Managing employees (even telecommuting ones) is a pain in the ass. There's lots of paperwork to do and with some employees you have to look over their shoulder constantly.
The sheer annoyance of it is often enough to make someone not want to do it, and skip over it for a solution that is more expensive, but less of a hassle.
Affiliates are becoming increasingly expensive. Not only is there the high payouts or revshare percentages, but now there's free hosting, hosted galleries and free sites, hosted movie galleries, more and more free content that must be given out... you guys have no idea how much bandwidth just 20 webmasters can burn per day. Now try to imagine 200 or more on your free hosting, with another hundred pulling all of your hosted galleries. The cost is staggering. Add to it the "rewards" programs, special payout bonus days, advertising on webmaster resources to recruit more webmasters and create branding, and sponsoring parties and events for webmasters - affiliates have gotten damned expensive. Much, much more so than they were just 2 years ago.
It used to be justifiable to have affiliates rather than employees.

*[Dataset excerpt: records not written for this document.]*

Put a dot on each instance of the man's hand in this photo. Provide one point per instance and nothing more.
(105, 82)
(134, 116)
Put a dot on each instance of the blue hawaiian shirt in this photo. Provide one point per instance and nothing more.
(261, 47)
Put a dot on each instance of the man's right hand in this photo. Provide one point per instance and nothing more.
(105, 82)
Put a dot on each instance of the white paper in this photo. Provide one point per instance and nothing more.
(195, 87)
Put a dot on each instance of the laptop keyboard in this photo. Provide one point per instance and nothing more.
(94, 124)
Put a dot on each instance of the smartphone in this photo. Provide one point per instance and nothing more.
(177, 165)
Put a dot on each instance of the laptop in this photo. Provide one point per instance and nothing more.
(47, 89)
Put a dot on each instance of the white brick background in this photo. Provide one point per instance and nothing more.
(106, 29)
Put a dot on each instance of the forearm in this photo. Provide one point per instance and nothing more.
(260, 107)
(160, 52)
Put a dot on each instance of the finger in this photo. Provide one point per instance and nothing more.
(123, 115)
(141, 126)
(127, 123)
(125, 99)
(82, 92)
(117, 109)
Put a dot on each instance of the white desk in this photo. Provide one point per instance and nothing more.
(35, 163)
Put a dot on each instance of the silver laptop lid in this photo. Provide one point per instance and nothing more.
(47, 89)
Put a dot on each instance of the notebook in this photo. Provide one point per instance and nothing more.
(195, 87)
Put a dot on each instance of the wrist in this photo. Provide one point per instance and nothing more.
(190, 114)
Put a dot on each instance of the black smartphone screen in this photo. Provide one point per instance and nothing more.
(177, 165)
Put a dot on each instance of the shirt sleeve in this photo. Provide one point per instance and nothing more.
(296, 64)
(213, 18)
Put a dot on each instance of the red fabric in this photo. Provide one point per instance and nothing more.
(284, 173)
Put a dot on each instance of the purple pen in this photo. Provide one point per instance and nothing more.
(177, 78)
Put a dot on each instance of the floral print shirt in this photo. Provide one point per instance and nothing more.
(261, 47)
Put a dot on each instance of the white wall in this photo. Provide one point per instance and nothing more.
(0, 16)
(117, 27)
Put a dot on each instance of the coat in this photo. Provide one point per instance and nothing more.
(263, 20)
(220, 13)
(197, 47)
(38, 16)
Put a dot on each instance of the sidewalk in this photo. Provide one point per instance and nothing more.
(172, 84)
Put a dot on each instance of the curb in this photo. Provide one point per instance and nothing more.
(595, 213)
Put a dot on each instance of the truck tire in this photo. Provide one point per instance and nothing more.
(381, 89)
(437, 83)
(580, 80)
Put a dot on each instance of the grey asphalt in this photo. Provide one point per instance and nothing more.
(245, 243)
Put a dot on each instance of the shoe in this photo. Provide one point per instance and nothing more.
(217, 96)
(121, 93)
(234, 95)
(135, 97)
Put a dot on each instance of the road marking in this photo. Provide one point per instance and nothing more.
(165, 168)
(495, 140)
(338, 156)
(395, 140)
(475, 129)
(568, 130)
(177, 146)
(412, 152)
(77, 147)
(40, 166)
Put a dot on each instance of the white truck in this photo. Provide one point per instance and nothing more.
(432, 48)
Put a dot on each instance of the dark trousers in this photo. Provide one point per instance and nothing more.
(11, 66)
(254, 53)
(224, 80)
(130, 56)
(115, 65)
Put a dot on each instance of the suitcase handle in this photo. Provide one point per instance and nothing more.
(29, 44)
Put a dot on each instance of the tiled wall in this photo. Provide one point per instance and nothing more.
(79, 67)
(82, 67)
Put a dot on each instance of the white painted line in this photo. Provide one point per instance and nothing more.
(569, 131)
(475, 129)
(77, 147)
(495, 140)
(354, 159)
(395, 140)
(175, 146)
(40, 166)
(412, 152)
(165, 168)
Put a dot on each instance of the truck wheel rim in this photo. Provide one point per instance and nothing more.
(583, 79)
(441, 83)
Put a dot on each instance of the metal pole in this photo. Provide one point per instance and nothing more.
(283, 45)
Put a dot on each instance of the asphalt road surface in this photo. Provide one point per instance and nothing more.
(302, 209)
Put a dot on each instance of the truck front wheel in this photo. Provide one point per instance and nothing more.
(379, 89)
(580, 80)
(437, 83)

However, things are changing. The much higher cost of recruiting/keeping affiliates and all of their demands, Acacia's fees, Visa's crackdown, and eventually the other two video patent holders are going to make it much, MUCH harder to turn a profit.
When that happens, they'll be looking for ways to recoup as much money as they can and reduce their chargeback risk. Doing more things in-house is the answer to that.
Keep in mind that most bigger sponsors *already* have in-house webmasters building sites and competing directly with you. It wouldn't be that much of a change to simply turn off the expensive affiliate programs and move *all* of the traffic generation in-house.